The studies we describe here support further development of this reagent for immunotherapy of cancer. One therapeutic approach already within reach is transduction of this scTCR into BM or peripheral stem cells prior to infusion into patients who have undergone high-dose chemotherapy (HDCT). HDCT followed by autologous stem cell or BM transplant, primarily performed in breast cancer patients, has had a limited therapeutic success. The high rate of posttransplantation relapse^41,42  is thought to result from the survival of some tumor cells following HDCT treatment or from infusing contaminating tumor cells with the stem cell preparation.⁴³  Vaccination trials aimed at augmenting the immune responses to eradicate residual tumor cells following stem cell therapy showed minimal success as a result of the poor and slow reconstitution of the T-cell compartment in these patients.^44,45  The recovery of the innate compartment of the immune system, particularly NK cells, occurs very rapidly after transplantation, reaching normal levels within a month after transplantation.⁴⁶  We would propose that transducing BM cells with the MUC1-specific TCR prior to transplantation will result in the expression of a tumor-specific receptor on a high percentage of quickly reconstituting cells of the innate immune system, which could promptly target and destroy residual tumor cells.

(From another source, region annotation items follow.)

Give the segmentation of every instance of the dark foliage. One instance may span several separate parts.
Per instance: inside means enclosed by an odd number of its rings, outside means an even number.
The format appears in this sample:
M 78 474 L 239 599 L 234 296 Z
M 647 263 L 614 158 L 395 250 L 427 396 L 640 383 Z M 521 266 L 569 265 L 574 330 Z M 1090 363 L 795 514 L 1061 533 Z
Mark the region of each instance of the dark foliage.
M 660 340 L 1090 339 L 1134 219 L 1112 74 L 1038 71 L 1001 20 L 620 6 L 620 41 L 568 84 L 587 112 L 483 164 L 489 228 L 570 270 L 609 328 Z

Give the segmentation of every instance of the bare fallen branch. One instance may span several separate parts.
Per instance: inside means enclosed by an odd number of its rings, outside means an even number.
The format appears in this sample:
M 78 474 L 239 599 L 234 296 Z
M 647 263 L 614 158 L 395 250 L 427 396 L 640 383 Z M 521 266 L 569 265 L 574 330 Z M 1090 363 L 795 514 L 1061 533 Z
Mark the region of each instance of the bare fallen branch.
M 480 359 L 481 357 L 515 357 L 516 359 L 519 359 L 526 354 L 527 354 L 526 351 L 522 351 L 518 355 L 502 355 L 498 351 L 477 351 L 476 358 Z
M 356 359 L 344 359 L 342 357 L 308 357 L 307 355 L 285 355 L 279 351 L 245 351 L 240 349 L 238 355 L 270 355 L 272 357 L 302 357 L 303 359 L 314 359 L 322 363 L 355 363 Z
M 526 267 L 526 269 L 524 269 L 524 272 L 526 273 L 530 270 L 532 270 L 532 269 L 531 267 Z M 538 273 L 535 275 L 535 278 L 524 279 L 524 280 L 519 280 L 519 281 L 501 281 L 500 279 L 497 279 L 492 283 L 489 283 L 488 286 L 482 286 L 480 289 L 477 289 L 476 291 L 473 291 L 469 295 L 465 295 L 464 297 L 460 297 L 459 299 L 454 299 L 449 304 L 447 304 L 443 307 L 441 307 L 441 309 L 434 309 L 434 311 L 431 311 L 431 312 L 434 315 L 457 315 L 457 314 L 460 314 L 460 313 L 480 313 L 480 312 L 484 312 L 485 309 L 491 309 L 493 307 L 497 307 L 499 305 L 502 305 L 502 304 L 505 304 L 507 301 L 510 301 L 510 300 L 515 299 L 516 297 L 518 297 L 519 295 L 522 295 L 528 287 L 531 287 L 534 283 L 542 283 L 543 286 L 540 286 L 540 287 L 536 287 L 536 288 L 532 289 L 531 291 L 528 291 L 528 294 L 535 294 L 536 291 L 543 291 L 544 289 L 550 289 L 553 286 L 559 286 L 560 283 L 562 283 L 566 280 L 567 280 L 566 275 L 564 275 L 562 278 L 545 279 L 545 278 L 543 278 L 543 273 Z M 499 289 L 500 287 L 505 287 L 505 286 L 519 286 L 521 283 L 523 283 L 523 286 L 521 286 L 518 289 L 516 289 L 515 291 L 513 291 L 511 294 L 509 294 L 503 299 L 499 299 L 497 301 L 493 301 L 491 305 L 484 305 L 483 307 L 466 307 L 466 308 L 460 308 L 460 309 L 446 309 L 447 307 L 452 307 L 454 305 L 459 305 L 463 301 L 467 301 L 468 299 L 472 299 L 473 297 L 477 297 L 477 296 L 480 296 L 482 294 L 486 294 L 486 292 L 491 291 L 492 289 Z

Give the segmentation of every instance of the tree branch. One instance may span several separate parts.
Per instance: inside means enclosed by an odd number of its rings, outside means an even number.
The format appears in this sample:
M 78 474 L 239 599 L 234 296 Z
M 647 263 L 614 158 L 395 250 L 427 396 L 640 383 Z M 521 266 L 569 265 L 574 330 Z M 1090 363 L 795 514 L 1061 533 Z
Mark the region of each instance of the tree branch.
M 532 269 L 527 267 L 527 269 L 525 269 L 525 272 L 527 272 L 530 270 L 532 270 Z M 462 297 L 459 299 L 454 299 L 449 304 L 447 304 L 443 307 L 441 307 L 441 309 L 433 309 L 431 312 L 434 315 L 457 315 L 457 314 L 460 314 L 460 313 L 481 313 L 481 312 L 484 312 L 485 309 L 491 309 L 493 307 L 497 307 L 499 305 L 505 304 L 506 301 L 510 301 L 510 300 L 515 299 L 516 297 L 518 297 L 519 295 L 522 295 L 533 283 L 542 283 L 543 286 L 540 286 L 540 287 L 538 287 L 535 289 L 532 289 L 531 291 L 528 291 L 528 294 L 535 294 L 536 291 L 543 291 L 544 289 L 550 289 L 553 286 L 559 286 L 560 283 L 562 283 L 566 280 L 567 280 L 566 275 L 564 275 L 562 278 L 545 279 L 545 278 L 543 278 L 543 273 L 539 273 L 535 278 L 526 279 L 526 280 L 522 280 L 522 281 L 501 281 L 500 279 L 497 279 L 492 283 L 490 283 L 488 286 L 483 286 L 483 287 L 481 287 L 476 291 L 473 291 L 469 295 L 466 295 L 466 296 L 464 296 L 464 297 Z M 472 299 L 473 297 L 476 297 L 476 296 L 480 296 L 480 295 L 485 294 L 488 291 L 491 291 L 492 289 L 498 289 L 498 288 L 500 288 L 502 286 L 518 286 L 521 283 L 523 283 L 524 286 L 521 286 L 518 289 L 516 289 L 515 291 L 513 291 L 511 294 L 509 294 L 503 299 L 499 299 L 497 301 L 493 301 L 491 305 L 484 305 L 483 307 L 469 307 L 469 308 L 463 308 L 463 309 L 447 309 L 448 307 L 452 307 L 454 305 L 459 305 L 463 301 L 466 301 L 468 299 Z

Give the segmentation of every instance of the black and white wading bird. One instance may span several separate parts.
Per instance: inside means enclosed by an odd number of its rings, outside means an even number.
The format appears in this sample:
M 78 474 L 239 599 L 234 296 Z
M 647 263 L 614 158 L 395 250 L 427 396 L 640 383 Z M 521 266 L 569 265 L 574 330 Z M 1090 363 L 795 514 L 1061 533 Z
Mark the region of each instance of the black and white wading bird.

Considering that MUC1 is expressed as a tumor antigen on more than 80% of all human tumors and that this TCR can theoretically direct effector cells to all such tumors in all patients, there are unlimited possibilities for its application. By varying the expression vector, one can target various effector cells for in vitro or in vivo transduction and tailor this type of gene therapy/immunotherapy to specific stages of disease and combinations with other therapies.